Artificial joint replacement is an effective surgical technique for correcting joint deformity, restoring joint function, relieving pain, and improving quality of life. And it is a revolutionary advance in the field of orthopaedics in the 20th century. The number of patients undergoing arthroplasty is on the rise as the population ages and the number of young people with high-energy injuries increases. Steven et al. project that the United States will see around 572,000 total hip arthroplasties and 3.48 million total knee arthroplasties by 2030 [34]. with the application of artificial intelligence–designed patient-specific prosthesis and computer navigation arthroplasty, artificial joint replacement achieves good functional outcomes and improves patient satisfaction. But, complications following total joint replacement are still not negligible, and understanding the risk factors for postoperative complications is important for improving prosthesis survival and patient prognosis.
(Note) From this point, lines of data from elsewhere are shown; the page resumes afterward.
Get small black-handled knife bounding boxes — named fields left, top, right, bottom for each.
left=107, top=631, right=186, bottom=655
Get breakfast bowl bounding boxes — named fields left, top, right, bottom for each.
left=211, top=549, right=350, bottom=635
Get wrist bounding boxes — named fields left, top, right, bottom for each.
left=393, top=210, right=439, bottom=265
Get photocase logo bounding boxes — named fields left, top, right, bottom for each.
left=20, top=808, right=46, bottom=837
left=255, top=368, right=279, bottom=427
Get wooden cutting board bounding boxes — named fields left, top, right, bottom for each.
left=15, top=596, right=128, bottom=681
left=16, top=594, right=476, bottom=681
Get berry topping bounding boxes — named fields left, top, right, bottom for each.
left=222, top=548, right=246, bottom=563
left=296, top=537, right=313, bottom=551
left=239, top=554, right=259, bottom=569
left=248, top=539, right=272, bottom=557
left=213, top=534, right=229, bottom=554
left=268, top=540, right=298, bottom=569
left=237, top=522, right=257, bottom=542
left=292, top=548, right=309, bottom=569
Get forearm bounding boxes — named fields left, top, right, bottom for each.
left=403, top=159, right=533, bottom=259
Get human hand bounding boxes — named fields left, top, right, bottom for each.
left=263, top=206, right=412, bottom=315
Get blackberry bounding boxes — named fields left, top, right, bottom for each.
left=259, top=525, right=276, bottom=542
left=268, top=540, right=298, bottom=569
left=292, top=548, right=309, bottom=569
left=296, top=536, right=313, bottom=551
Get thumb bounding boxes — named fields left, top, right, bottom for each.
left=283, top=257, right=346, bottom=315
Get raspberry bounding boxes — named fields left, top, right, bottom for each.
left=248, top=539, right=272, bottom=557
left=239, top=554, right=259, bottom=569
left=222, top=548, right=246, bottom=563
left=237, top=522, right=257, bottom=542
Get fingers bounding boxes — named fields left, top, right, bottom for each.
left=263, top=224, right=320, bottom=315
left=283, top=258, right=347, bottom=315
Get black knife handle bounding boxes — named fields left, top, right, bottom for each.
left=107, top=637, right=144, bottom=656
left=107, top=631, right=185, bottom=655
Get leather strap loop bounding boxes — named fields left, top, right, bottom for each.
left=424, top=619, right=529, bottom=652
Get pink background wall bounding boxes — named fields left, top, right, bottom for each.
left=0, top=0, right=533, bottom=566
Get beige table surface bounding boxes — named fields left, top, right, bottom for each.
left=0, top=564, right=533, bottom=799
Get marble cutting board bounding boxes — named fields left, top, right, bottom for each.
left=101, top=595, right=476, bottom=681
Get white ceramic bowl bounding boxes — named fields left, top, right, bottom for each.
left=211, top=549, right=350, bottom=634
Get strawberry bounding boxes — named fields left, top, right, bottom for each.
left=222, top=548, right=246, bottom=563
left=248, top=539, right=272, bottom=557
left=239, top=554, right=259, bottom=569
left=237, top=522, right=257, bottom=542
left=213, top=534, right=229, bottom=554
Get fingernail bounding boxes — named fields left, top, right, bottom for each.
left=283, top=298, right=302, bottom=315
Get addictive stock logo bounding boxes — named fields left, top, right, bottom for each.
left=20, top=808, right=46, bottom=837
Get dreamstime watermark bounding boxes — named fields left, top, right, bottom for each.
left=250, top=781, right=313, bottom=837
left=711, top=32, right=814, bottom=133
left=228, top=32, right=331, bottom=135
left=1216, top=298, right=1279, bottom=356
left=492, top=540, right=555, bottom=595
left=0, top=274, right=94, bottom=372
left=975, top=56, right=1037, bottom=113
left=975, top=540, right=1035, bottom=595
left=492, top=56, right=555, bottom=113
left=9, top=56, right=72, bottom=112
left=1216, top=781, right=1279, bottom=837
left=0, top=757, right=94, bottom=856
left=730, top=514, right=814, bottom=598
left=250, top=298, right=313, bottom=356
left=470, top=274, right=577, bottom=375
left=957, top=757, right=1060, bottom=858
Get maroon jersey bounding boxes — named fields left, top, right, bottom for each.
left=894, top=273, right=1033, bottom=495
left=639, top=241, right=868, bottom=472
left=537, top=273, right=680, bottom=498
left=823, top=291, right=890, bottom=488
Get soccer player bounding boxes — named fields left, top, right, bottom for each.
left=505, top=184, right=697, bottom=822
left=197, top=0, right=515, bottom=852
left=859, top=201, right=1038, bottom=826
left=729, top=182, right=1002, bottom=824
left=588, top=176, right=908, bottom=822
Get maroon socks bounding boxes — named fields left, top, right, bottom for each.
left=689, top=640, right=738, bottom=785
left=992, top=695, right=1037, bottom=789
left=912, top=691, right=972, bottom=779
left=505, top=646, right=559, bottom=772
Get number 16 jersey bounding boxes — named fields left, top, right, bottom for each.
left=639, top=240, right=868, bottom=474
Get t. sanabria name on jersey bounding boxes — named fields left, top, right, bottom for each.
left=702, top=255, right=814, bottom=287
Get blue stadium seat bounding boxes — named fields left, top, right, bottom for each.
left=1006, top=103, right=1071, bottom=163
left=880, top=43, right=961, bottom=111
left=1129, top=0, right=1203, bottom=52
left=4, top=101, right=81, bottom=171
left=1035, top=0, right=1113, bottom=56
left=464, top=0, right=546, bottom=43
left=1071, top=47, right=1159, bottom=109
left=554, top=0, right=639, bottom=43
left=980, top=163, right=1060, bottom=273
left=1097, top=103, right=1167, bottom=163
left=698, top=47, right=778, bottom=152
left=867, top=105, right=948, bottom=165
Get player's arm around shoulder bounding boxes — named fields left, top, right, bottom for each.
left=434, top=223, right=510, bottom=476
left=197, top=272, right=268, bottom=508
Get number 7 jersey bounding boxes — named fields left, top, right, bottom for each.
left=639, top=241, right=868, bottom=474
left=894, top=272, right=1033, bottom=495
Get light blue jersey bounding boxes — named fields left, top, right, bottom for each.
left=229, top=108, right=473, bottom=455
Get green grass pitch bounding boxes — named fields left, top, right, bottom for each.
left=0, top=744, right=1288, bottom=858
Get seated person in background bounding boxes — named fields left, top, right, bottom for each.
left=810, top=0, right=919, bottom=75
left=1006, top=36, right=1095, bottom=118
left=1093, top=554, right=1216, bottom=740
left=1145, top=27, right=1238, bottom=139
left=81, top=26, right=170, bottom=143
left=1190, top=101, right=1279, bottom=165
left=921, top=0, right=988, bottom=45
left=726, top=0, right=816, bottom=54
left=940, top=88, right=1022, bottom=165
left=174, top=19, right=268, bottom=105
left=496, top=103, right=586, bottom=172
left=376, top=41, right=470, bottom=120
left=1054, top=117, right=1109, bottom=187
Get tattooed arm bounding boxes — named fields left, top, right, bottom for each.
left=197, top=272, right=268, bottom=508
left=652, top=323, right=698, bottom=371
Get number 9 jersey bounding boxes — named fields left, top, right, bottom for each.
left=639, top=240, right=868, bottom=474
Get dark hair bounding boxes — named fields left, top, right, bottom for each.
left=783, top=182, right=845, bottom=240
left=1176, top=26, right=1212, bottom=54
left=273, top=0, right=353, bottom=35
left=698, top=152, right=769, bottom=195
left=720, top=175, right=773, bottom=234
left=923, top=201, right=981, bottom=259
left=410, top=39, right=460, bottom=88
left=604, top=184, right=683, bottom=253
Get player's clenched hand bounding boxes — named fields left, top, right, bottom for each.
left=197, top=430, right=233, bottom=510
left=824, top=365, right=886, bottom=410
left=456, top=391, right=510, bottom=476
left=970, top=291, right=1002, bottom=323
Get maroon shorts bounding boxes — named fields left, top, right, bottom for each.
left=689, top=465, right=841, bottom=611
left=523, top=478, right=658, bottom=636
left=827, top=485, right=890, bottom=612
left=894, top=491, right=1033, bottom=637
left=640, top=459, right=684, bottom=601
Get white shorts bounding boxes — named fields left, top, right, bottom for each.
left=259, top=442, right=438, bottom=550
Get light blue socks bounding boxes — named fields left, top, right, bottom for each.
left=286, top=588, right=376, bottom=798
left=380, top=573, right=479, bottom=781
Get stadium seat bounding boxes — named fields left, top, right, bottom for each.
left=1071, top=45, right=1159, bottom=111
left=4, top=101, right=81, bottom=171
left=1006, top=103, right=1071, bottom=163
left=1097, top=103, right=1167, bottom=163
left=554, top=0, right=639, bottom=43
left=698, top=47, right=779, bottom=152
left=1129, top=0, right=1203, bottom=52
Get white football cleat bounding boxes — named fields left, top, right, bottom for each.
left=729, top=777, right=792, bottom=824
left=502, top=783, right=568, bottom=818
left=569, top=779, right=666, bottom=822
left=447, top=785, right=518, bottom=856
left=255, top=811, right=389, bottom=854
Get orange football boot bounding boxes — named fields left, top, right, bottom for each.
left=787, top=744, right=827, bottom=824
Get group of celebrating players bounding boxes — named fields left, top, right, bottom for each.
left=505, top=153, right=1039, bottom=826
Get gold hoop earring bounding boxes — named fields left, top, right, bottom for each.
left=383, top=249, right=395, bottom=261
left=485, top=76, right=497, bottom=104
Obesity is considered a modifiable risk factor for mechanical complications of prosthesis after arthroplasty, and preoperative weight management may help reduce the risk of periprosthetic joint
Infection [35,36]. Research indicates that obesity can lead to a chronic inflammatory state, compromising immune function and making obese patients more susceptible to postoperative infections [37,38]. This is often attributed to the necessity of removing more soft tissue during surgery, leaving less soft tissue to cover the prosthesis surface. Previous retrospective and other studies have consistently identified obesity as a significant factor in post-arthroplasty infections [39-41]. Shohat et al. demonstrated a positive correlation between body mass index and the risk of infection, with a 10% increase in risk for every 2-unit increase in BMI [42]. Subsequent studies have further supported this finding, showing a 9% increase in infection risk for hip replacement patients with a BMI >25 and a 7% increase for knee replacement patients with a BMI >35 [43,44]. Patients with a BMI >50 were found to be 18 times more likely to develop PJI compared to those with a normal BMI [45]. In addition, obesity has been found to impact the stability of acetabular prostheses, increase mechanical stress on joints, and raise the risk of avulsion of the medial collateral ligament of the knee by 8%, potentially leading to prosthesis dislocation [46-48]. Aderinto et al. findings further support obesity as a direct contributor to prosthetic dislocation following total knee arthroplasty [49]. Furthermore, a retrospective study showed that obesity as a risk factor for periprosthetic fractures, this may be related to the increased load in physical activity in obese patients [50].
Observational studies are prone to reverse causation bias and confounding factors, which restrict their ability to provide causal estimates of the effect of exposures and outcomes, thereby reducing their ability to inform prevention and treatment strategies against the disease [51]. Unlike observational studies, MR uses exceptional genetic variants that are assumed to satisfy the IVs hypothesis to investigate the question of causality in epidemiological studies, which minimizes the possibility of inherent bias [52]. Moreover, MR analysis is cost-effective and feasible when compared to randomized controlled trials [53].
To ensure the reliability of our results, we screened SNPs with gene-wide association (P < 5×10-8) and removed any linkage disequilibrium (r2 < 0.001, kb = 10,000). Additionally, we accounted for horizontal pleiotropy, which refers to the possibility that SNPs may affect outcomes through other pathways rather than exposure. The consistency across three MR analysis methods, namely IVW, MR-Egger, and MM provides robust evidence to support our conclusions. Additionally, to address potential bias and account for ethnic differences, we exclusively utilized GWAS data from European populations for both the exposure and outcome variables.
Despite the validity and stability of our MR results, there are several limitations of the current study. Firstly, this study focused solely on the causal relationship between obesity and joint prosthesis complications, but it is unclear whether patients' own factors, genetic factors, and environmental factors play a role in this relationship. Second, the GWAS data used in this study were exclusively from a European population. Therefore, caution must be exercised when generalising our findings to other ethnicities and populations. Finally, we cannot exclude that our analyses were confounded by intermediation effects.
In this study, the risk of obesity and joint prosthesis complications was explored using MR analysis, and the results showed a causal relationship between obesity and prosthesis complications, suggesting that the perioperative period of arthroplasty should be optimised to manage the patient's body weight and to reduce the incidence of prosthesis complications.